Giorgio Vasari, yang merupakan penulis biografi pertama Leonardo (seseorang yang menulis tentang kehidupan orang lain), mengira lukisan itu adalah lukisan seseorang bernama Lisa Gherardini. Spekulasi mengenai model lukisan itu dipecahkan pada tahun 2008 oleh Dr Armin Schlechter, seorang ahli manuskrip. Catatan yang ditemukan di Perpustakaan Universitas Heidelberg yang ditulis oleh Agostino Vespucci, seorang pejabat kota Florentine, memperkuat identifikasi model Vasari sebelumnya.

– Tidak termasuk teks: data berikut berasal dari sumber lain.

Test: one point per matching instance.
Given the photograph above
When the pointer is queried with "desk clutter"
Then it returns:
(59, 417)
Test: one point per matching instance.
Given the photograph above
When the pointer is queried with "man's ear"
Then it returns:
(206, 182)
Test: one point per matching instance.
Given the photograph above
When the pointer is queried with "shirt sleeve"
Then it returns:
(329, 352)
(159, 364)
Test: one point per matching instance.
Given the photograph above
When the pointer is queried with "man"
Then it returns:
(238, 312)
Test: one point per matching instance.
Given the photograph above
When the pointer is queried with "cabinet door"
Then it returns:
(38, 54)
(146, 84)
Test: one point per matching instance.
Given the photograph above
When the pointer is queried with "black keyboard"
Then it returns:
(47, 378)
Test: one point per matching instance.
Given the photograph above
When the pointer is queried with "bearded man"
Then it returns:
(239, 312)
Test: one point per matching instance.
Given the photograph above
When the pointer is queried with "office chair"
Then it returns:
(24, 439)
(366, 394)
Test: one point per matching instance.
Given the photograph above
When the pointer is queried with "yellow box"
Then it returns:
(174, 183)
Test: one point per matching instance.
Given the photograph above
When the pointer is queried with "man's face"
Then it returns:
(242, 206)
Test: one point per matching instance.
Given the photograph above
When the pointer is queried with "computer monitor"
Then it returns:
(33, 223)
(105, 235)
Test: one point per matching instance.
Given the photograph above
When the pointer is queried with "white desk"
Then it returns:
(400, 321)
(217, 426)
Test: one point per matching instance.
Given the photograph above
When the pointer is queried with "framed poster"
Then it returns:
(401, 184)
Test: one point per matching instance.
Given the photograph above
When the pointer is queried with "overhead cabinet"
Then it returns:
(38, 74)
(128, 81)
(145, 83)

Lisa adalah istri Francesco del Giocondo, seorang pedagang sutra kaya, yang tinggal di Florence.
Meskipun pengasuh secara tradisional telah diidentifikasi sebagai Lisa del Giocondo, kurangnya bukti definitif telah lama memicu teori-teori alternatif, termasuk ibu Leonardo, Caterina, dalam ingatan yang jauh dan dimuliakan sebagai Perawan Maria, dan kemungkinan bahwa Leonardo menggunakan kemiripannya sendiri.
Leonardo mulai melukis Mona Lisa pada tahun 1503 atau 1504 di Florence, Italia. Menurut Da Vinci, Giorgio Vasari, "...setelah ia berlama-lama di atasnya selama empat tahun, ia meninggalkannya tanpa selesai....". Lukisan itu dibawa ke Perancis oleh Leonardo pada tahun 1516 dan dibeli oleh Francis I dari Perancis.
Mona Lisa dulunya tergantung di Chateau Fontainebleau dan kemudian dipindahkan ke Istana Versailles. Setelah Revolusi Perancis, Napoleon I dari Perancis menggantungnya di kamar tidurnya di Istana Tuileries, tetapi kemudian dipindahkan ke Louvre di mana ia masih tergantung sampai sekarang.